Add a method

OpenProblems has been build with Viash components including the methods of a task. A Viash component consists of a script and a Viash config. The config defines the documentation, input/output arguments and dependencies of the script. This page describes how to add a method to an existing task.

Tip

Make sure you have followed the Requirements and getting started pages.

Note

This guide will explain how to add a new method for the Label projection task. Every time you encounter the string label_projection, replace it with your task of interest.

Create a new component

Create a new Viash component by running the following command:

viash run src/common/create_skeleton/config.vsh.yaml -- \
  --task label_projection \
  --comp_type method \
  --name my_method \
  --language python

This will create a new folder at src/label_projection/methods/my_method containing a Viash config (config.vsh.yaml) and a script (script.py or script.R).

src/label_projection/methods/my_method
    ├── script.py/R                  method script
    ├── config.vsh.yaml              config file for method
    └── additional files             Helper files like e.g. tsv file, unit test specific for method, ...

config.vsh.yaml

Full documentation on the Viash configuration file is available on the Viash documentation site.

Merge

__merge__: ../../api/comp_method.yaml

This file contains metadata that is needed for all the methods.

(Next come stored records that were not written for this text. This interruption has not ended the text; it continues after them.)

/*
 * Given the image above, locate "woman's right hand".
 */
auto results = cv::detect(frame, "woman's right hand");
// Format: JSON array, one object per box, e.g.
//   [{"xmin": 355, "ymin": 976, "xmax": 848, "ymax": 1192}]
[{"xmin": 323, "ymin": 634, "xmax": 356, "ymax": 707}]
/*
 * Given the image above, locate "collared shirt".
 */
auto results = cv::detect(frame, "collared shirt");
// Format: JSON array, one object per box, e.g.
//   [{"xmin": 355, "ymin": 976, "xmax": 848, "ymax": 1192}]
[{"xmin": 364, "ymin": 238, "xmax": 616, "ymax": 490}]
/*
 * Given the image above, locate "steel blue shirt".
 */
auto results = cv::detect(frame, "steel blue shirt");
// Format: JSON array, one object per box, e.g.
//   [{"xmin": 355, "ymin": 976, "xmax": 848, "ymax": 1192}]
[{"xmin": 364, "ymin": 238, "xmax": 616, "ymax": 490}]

It will contain the required arguments such as the --input files and the --output files that are common among all the methods in the task.

functionality:
  arguments:
    - name: "--input_train"
      __merge__: anndata_train.yaml
    - name: "--input_test"
      __merge__: anndata_test.yaml
    - name: "--output"
      __merge__: anndata_prediction.yaml
      direction: output
  test_resources:
    - path: ../../../../resources_test/label_projection/pancreas
    - type: python_script
      path: generic_test.py
      text: |
        import anndata as ad
        import subprocess
        from os import path
...

You can find more in depth information here.

Functionality

This section of the configuration file contains information about the metadata of the script including script specific parameters and a list of resource files.

functionality:
  # a unique name for your method, same as what is being output by the script.
  # must match the regex [a-z][a-z0-9_]*
  name: my_method
  namespace: label_projection/methods
  # metadata for your method
  description: A description for your method.
  info:
    type: method
    method_name: My Method
    preferred_normalization: log_cpm
    variants:
      my_method:
      method_variant:


  # component parameters
  arguments:
    # Method-specific parameters. 
    # Change these to expose parameters of your method to Nextflow (optional)
    - name: "--n_neighbors"
      type: "integer"
      default: 5
      description: Number of neighbors to use.

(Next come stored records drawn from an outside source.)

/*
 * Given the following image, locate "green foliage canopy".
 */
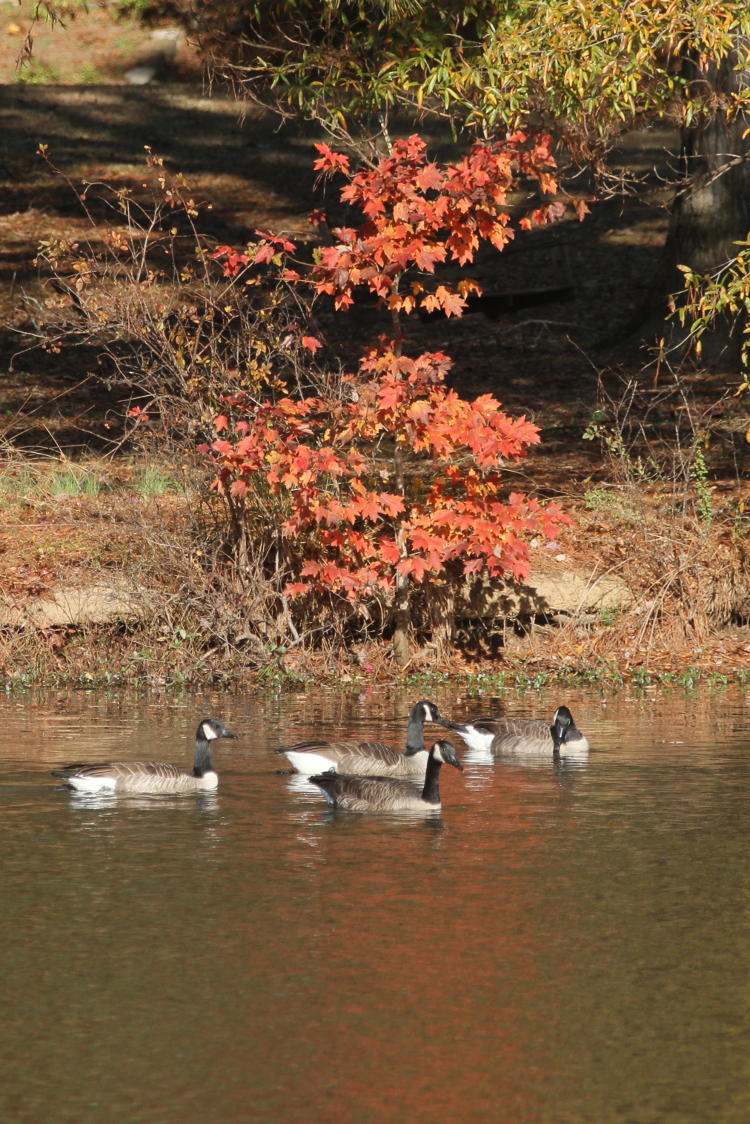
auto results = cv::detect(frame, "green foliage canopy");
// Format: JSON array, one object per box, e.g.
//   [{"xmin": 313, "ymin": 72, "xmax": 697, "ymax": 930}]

  # files your script needs
  resources:
    # the script itself
    - type: python_script
      path: script.py
    # additional resources your script needs (optional)
    - type: file
      path: weights.pt

In this section of the configuration you should focus on updating the following sections:

  1. Description and Info - Information about the method.
  2. Arguments - Each section here defines a command-line argument for the script. These sections are all passed to the script in the form of a dictionary called par. You only need to add the method-specific parameters. If no additional arguments are required then the ones provdided in __merge__ file above then you can remove this section entirely
  3. Resources - This section describes the files that need to be included in your component. For example if you’d like to add a file containing model weights called weights.pt, add { type: file, path: weights.pt } to the resources. You can now load the additional resource in your script by using at the path meta['resources_dir'] + '/weights.pt'.

Platform

The Platform section defines the information about how the Viash component is run on various backend platforms.

  1. Docker (docs)
  2. Nextflow (docs)
# target platforms
platforms:

  # By specifying 'docker' platform, viash will build a standalone
  # executable which uses docker in the back end to run your method.
  - type: docker
    # you need to specify a base image that contains at least bash and python
    image: python:3.10
    # You can specify additional dependencies with 'setup'.
    setup:
      # - type: apt
      #   packages:
      #     - bash
      - type: python
        pip:
          - pyyaml
          - anndata>=0.8

  # By specifying a 'nextflow', viash will also build a viash module
  # which uses the docker container built above to also be able to
  # run your method as part of a nextflow pipeline.
  - type: nextflow
    directives:
      label: [ lowmem, lowcpu ]
# target platforms
platforms:

  # By specifying 'docker' platform, viash will build a standalone
  # executable which uses docker in the back end to run your method.
  - type: docker
    # you need to specify a base image that contains at least bash and python
    image: eddelbuettel/r2u:22.04
    # You can specify additional dependencies with 'setup'.
    setup:
      - type: apt
        packages: [ libhdf5-dev, libgeos-dev, python3, python3-pip, python3-dev, python-is-python3, git ]
      - type: python
        pip: [ anndata>=0.8, pyyaml ]
      - type: r
        cran: [ anndata]

  # By specifying a 'nextflow', viash will also build a viash module
  # which uses the docker container built above to also be able to
  # run your method as part of a nextflow pipeline.
  - type: nextflow
    directives:
      label: [ lowmem, lowcpu ]

The most important part of this section to update is the setup definition that describes the packages that need to be installed in the docker container for the method to run. There are many different methods for specifying these requirements described in the Viash docs. It is required to add the python setup to include the pyyaml package due to general unit testing done (if not already in the image). When creating an Rscript also add the anndata>=0.8 package in the python setup.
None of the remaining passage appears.